Dennis Cooney, a fifth generation Ada farmer, poses with his awful rare 1913 "Economy Corn Grinder" at a Bluffton Farm & Tractor Show recently. - Ada Herald
Dennis Cooney, a fifth generation Ada farmer, poses with his awful rare 1913 "Economy Corn Grinder" at a Bluffton Farm & Tractor Show recently. (Ada Herald/Joe Schriner)

ADA — 1913.

That was the year Dennis Cooney’s “Economy Corn Grinder” was manufactured.

1999.

That was the year Dennis learned the corn grinder was in the basement of an old hardware store in Kenton. A store that was slated to be demolished.

He bought the grinder, then had just three days to get it out of the basement.

It was a task.

The thing’s not small, or light.

However, Dennis did get it out. And what’s more, in the next year he took the whole thing apart, then restored it so it was like new.

The intent of the six-horsepower machine is to grind corn for animal feed. However these days, Dennis uses it more as an exhibit at tractor shows, and such, like it was recently on display at the Maple Crest 10th Annual Farm & Tractor Show at the Bluffton Fall Festival.

Farming is in Cooney’s blood. And with good reason.

He’s a fifth-generation farmer.

The farm he’s on was established by his great, great grandfather in 1820.

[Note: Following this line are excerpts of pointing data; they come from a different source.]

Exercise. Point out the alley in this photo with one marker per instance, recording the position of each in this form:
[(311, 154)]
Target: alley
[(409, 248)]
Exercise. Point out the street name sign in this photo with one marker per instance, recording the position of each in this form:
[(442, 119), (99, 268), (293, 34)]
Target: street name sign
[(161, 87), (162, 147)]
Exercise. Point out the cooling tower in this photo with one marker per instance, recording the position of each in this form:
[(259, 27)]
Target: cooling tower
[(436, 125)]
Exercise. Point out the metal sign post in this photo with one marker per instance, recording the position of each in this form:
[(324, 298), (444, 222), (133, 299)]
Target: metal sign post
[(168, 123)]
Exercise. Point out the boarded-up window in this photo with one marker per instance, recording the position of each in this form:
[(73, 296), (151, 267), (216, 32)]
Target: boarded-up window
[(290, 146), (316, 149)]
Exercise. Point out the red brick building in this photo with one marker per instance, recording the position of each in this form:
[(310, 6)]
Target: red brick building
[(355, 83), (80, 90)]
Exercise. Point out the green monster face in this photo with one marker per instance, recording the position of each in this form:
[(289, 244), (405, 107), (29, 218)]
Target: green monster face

I asked where the farm is.

He responded: “Do you know where the old (now closed) Roadside Rest Area was just outside Ada on Rt. 309?”

I said I didn’t.

He said most people would.

I said: “Okay.”

Dennis, now 72, grew up on the farm. Then he enlisted in the Marines and saw fighting during a tour of duty in Vietnam in 1970.

When he got out of the Service, Dennis came back to Ada. His father was in his mid-50s by then, and was tremendously heartened to hear his son wanted to carry on the family heritage of farming.

Dennis said he started doing a lot of the “heavy work” on the farm. A farm that is 640 acres.

“We’ve never been rich,” he said. “But we have never lacked for anything.”

In addition, Dennis said he and his wife Laurene have put their two daughters through the Education and Pharmacy programs at ONU, respectively.

While farming has been a good life for him, Dennis said he’s concerned about the state of farming these days in America in general.

The complexion is changing.

More and more family farms are being swallowed up by corporate farms, and the like, pushing more and more family farmers off the land.

The small family farm was, indeed, the backbone of America, Dennis added. But that seems in jeopardy.